The way I miss my father is very different from the way I miss my mother.   The last time I saw and spoke with my mother was in March of 2006.  My father passed away three weeks to the day after my mother.  Yet, I feel like I have seen and talked to him since.  For whatever reason, periodically, he appears in my dreams.

“So what?” you think.  “We all dream about the ones we love.”

I agree.  However, these dreams are not about recalling a memory,  nor are they dreams of deep-seeded emotion that I have not quite allowed myself to feel or express.  These dreams are like memories to me.  You see, in these dreams I know he is dead,  yet we are together.

I am at the house I grew up living in.  I am walking through the front door, which is odd because we did not use the front door.  The front door was the way visitors and guests entered the house.  But here I am entering the door.  The house looks exactly the same.  Directly ahead is the hallway that leads to the kitchen.  To the left is the livingroom.  It looks the same as it did in 1975.  The carpeting is gold, the coffee tables are ornate, and the furniture is saffron and teal green.  I feel an urge to walk upstairs and see my old bedroom, but I am contained by the sight of my father.   He is walking toward me down the hall. 

“Dad.”  I run into his arms.  We hug– hard, and he kind of rubs my back with his knuckles.  He smells like Old Spice and cigarette smoke.  “You’re here.  I look at him and he is smiling.  “I miss you!”   I know he is dead.  I know we shouldn’t be hugging.  I know I should not be able to smell him, but I do.

“I miss you, too, Peachy Poo.  I miss you, too.” 

I awake.  This is usually all that it is.  A hug.  A smile.  A moment.  Always, in that house.

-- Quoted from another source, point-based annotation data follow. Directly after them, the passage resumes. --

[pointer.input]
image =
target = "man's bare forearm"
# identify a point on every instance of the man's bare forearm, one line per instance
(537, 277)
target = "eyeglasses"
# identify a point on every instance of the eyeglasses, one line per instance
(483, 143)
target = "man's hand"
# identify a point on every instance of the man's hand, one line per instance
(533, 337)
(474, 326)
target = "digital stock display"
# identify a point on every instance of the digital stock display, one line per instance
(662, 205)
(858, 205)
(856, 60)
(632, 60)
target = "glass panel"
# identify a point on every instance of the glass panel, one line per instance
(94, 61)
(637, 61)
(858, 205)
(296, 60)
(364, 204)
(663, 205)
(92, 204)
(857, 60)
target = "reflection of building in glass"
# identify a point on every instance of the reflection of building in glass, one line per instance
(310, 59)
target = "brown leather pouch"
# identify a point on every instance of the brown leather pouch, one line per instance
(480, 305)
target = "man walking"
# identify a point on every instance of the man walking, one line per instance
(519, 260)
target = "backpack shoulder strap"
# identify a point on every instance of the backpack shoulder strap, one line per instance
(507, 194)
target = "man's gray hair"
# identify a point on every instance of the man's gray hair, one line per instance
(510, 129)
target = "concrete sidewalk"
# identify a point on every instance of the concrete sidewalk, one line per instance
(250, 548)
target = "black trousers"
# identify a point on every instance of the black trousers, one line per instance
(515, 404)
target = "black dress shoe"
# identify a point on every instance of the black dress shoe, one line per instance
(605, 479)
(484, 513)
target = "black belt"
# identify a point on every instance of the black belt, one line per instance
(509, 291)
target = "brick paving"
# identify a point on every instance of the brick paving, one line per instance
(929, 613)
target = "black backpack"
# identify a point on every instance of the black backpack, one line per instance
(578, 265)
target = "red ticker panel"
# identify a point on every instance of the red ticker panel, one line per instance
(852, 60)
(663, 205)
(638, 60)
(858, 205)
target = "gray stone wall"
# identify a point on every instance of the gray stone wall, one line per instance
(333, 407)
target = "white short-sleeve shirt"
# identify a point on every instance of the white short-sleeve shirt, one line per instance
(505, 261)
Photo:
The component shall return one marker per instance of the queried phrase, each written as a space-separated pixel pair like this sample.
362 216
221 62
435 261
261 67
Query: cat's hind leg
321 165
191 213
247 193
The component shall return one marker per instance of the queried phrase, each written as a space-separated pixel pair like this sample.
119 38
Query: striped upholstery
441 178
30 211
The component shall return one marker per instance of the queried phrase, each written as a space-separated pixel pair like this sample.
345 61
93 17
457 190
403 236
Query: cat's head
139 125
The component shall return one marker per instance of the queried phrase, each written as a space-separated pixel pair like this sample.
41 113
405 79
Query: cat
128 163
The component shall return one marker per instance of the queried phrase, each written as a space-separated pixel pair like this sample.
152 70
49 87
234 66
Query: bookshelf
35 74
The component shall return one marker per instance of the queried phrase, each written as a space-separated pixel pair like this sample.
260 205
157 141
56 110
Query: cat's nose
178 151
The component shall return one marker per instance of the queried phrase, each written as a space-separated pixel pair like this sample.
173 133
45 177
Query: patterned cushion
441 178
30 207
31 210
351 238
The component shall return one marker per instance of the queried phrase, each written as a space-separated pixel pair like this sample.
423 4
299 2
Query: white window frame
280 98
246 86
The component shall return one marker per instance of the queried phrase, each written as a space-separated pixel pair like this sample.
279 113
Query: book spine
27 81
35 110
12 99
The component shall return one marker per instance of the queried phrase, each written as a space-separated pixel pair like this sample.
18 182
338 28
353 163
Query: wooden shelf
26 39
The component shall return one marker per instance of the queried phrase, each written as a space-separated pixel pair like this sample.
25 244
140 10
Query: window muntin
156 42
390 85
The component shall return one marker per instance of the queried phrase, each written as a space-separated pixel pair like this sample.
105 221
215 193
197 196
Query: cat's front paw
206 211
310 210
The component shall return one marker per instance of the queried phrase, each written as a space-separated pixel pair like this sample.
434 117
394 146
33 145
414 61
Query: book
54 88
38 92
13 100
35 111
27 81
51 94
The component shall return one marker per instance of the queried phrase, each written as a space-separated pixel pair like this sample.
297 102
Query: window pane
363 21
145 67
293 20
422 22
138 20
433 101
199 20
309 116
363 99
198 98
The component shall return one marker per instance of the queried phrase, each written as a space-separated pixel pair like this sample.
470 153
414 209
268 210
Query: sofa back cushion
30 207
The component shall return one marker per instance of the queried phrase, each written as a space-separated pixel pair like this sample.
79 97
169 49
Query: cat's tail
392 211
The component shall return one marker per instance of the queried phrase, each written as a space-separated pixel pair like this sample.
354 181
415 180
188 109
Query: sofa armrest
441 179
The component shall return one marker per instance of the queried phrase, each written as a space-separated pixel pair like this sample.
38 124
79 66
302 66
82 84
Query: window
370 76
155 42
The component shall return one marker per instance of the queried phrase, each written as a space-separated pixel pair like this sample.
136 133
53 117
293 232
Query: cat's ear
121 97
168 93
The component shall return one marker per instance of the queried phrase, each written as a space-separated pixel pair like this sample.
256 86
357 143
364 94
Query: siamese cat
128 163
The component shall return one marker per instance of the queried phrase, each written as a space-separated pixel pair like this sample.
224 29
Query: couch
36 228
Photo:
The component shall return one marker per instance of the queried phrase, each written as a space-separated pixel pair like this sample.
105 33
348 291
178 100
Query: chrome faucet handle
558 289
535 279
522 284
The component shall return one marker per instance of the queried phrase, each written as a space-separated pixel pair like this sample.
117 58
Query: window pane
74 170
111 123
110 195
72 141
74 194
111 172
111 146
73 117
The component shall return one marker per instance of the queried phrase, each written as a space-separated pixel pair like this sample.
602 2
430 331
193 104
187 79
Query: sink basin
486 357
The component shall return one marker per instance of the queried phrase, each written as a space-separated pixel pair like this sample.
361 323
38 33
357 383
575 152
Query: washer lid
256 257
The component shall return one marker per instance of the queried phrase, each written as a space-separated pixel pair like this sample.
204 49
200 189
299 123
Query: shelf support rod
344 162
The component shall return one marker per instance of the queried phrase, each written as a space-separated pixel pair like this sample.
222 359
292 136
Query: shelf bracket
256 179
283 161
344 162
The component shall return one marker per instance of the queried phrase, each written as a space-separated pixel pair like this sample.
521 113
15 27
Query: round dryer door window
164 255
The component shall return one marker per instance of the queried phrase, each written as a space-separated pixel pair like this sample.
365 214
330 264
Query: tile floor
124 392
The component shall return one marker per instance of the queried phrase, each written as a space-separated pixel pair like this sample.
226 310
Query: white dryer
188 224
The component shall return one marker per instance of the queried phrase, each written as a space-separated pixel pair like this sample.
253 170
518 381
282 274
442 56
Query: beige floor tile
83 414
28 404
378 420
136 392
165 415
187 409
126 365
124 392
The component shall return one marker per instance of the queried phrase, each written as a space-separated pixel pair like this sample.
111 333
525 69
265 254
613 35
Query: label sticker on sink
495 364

Frankly, I do not know what it means.   Maybe it is just my imagination  inventing an elaborate scenario so I can be with my father.   However, if that is the case, why do I know he is dead?  Wouldn’t I want it to be a memory of our life together, not an acknowledgement of my life without him?  Why do I only dream about my father in this manner?   I have never woken after dreaming about my mother thinking that I knew she was dead in the dream.

These dreams make me feel.  I feel serene.  I feel secure.  I feel steady.  I feel like my dad is watching over me, protecting me because I am his child.   I cannot say if these dreams are anything more than unconscious, involuntary images.  Nonetheless, I love when it happens.  I feel like these instances are a gift: to see him, to hug him, to be reminded so vividly of his smile, his smell, his voice.

I haven’t had one of these dreams in a while.  Maybe, I never will again.  However, like any good memory, I relish in the remembrance.  We were together.